Detecting faults long before the damage

IT company IM&P from Saxony-Anhalt develops innovative software for the maintenance of machines

A key term of Industrie 4.0 is Predictive Maintenance, the anticipatory servicing of machinery and plants. The young IT company Indalyz Monitoring & Prognostics (IM&P) from the German federal state of Saxony-Anhalt has developed a unique piece of prognostic software that uses artificially intelligent algorithms to predict when which component of a machine will break down and have to be replaced.

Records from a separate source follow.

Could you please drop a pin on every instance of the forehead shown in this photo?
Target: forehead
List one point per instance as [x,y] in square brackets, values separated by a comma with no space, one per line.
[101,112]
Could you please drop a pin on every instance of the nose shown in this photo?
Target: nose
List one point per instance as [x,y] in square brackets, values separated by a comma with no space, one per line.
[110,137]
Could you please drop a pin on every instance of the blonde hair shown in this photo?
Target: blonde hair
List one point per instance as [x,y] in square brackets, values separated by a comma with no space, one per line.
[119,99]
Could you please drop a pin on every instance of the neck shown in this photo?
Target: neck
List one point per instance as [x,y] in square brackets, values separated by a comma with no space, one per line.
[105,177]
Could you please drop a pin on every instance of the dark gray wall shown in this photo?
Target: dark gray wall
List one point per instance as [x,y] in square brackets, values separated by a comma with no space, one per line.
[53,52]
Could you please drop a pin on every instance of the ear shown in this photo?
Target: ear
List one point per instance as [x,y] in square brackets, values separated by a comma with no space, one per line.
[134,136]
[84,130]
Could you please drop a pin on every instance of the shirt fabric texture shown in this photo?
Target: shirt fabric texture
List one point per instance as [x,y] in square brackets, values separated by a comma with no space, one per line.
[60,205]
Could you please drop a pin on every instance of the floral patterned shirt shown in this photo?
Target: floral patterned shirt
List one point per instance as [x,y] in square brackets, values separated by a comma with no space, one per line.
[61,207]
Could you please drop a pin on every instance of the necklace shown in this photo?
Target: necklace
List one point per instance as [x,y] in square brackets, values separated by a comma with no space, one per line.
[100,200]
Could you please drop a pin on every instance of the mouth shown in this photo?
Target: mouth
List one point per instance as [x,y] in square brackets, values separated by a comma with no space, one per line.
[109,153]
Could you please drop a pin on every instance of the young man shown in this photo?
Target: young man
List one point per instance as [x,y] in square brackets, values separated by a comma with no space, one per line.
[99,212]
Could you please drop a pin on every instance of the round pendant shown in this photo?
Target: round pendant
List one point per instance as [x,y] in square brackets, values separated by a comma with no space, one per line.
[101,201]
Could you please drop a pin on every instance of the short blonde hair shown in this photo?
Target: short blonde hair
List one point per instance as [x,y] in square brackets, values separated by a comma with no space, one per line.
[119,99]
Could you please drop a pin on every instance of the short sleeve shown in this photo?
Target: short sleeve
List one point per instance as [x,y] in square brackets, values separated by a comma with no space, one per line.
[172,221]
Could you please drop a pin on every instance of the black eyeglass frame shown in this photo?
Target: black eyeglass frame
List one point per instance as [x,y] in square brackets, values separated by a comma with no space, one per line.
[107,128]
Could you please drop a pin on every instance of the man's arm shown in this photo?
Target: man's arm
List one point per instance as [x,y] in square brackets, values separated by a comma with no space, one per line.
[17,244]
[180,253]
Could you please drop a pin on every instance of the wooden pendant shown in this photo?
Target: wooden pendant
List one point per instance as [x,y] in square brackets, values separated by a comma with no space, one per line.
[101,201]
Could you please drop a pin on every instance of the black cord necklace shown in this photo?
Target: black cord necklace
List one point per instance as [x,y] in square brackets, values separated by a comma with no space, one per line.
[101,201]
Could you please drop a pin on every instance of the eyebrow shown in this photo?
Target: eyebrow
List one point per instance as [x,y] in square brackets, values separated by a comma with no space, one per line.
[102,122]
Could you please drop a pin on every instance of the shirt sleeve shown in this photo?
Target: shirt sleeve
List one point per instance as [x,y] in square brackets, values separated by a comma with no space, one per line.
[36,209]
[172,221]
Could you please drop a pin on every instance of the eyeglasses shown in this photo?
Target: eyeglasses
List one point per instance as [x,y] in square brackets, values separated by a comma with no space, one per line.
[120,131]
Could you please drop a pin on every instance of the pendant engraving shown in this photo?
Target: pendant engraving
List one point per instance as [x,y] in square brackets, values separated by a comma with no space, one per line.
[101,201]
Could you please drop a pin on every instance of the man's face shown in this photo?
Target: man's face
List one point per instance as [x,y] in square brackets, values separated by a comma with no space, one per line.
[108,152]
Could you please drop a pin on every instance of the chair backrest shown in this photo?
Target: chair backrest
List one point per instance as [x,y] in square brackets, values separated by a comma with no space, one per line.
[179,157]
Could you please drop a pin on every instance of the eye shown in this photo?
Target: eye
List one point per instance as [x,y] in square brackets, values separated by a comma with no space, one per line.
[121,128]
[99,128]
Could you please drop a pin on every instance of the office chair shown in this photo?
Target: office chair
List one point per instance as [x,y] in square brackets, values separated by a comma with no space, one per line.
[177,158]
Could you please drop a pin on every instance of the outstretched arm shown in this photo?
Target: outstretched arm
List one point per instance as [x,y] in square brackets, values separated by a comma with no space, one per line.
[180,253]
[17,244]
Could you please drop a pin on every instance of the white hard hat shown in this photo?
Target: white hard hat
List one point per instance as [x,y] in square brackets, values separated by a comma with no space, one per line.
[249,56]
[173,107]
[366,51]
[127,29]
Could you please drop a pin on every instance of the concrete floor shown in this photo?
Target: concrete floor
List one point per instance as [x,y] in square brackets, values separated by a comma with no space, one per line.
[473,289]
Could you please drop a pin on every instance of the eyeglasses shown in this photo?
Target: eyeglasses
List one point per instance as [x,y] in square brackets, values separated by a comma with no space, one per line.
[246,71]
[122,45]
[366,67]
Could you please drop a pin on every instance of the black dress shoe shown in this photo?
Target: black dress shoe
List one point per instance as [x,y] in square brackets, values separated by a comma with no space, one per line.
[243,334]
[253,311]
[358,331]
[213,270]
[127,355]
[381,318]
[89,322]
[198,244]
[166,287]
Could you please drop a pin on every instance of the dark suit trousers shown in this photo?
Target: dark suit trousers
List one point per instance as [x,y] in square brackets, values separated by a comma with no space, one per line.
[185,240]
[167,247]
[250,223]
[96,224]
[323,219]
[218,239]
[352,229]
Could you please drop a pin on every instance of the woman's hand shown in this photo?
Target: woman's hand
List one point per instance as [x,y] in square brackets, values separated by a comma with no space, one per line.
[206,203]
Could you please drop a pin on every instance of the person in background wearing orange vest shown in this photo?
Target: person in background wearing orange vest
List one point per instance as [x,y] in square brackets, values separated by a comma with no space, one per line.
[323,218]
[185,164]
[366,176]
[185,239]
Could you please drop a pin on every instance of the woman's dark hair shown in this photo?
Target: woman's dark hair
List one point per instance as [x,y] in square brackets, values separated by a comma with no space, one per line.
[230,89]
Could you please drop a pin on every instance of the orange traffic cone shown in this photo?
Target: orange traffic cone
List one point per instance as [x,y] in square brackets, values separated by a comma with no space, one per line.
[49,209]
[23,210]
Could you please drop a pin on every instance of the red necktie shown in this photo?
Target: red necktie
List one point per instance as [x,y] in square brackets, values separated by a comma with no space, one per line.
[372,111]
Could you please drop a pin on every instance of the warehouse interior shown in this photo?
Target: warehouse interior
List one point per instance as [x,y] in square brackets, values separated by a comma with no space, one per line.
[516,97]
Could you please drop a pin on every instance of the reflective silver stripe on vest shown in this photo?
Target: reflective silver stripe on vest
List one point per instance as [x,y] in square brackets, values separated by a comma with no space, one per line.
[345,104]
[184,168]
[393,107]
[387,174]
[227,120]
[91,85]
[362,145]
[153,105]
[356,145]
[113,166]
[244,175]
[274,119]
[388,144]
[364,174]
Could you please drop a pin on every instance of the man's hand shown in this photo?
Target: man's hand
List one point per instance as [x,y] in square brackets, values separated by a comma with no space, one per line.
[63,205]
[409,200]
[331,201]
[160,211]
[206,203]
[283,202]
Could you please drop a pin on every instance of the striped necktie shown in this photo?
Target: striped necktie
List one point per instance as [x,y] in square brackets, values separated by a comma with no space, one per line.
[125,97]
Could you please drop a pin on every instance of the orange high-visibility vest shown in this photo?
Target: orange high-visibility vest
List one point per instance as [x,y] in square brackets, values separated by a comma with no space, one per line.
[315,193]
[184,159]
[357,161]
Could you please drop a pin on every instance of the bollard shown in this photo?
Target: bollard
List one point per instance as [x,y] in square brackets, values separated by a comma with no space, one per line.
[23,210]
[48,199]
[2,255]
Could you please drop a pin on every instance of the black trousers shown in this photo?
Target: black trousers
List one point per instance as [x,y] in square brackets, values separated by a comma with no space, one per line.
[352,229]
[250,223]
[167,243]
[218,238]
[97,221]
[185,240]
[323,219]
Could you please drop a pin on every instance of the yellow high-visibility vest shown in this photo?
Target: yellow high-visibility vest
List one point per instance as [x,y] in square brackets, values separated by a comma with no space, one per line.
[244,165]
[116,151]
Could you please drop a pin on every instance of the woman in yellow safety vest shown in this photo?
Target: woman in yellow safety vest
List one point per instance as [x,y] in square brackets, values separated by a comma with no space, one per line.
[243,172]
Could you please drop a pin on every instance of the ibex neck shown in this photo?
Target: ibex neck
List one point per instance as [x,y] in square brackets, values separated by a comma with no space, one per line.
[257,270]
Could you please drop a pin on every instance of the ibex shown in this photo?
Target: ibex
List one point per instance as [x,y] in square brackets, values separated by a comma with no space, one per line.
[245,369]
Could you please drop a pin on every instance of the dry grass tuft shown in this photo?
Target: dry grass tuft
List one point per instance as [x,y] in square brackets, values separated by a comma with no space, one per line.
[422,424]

Wind energy plants are already predominantly constantly monitored by sensors. Such sensors measure, for example, the machine noise produced by the running plant. These sound waves are characteristic of each individual plant and reveal what technical condition their single parts are in. If a specified tolerance has been exceeded, the plant must be serviced or in the worst case switched off. Entirely regardless of whether the point in time is unfavourable because the weeks-long stoppage takes place e.g. precisely during the most wind-rich days in spring or autumn. The common maintenance strategy, which is based on monitoring of the current state of machinery and plant, thus has disadvantages. The solution is so-called “predictive maintenance”. This is now a key term of Industrie 4.0.

And a young IT company from Saxony-Anhalt is a pioneer in this field: Indalyz Monitoring & Prognostics (IM&P) GmbH from the city of Halle, located in the south of the federal state, develops predictive software-based maintenance strategies for individual machines, complex plants and machine clusters. Malfunctions are thus detected while they are arising by artificially intelligent algorithms long before the critical machine state is reached. The user can thus organise service, material and personnel optimally, which in turn reduces the operating costs.

“Our software can predict the wearing of technical systems. At the moment we can predict for the period of half a year whether a component of a wind park system has to be replaced, for example”, says Professor Michael Schulz of IM&P. For many years, the physicist has researched the subject of artificial intelligence (AI) and developed his Predictive Maintenance Software Solution at the University of Ulm and the university Technische Universität (TU) Chemnitz up to readiness for the market. The IM&P programme uses artificial intelligence for the maintenance prognoses of machines for the first time. Previously, this was only usual in space travel or military technology. “Our prognosis software is based on self-learning, artificially intelligent core algorithms, which are themselves combined with different intelligent filters and projective methods. Past and current sensor data are compared with engineering, technical and manufacturer-specific parameters and supplemented with other relevant information such as the climatic conditions at the site. “During this, the prognostic system trains itself. This did not previously exist in this level of complexity”, says Professor Michael Schulz. Other prognostic procedures are based above all on the analysis of statistics and findings gained from many years of experience.

Using artificial intelligence for the maintenance management of machines is new. The start-up IM&P of Michael Schulz at the Technology and Founders’ Centre (TGZ) at the Weinberg Campus in Halle (Saale) has only existed since October 2015. “The TGZ with its well-developed infrastructure and the university as a partner is an ideal site for us”, says Schulz. All five employees so far have come from the university, he says. In addition, Saxony-Anhalt is strategically favourably located in Germany, especially for a maintenance software provider for wind power plants like IM&P. Because the young company is focussing on wind power as the first major area or application of its products. In a three-year observation and prognosis of technological condition, IM&P analysed the data from 1.5 million measurement time series from 650 wind power plants. “Just under 95 percent of our forecast wear alarms proved accurate in practice”, says Michael Schulz. Only 0.5 percent of the component malfunctions that occurred were not displayed by the system and in the remaining 4.5 percent, the system was over-cautious and recommended a repair.

The prognostic software can however be used in many other fields, if individually adapted. These include power stations, rail vehicles such as goods wagons, engines and special-purpose vehicles. In addition to this, there are already outline proposals for the use of the prognostic software from Halle in small and medium-sized hydroelectric power plants, and for pumping and piping systems of the natural gas and crude oil industry – such as in the monitoring of leaks as they arise.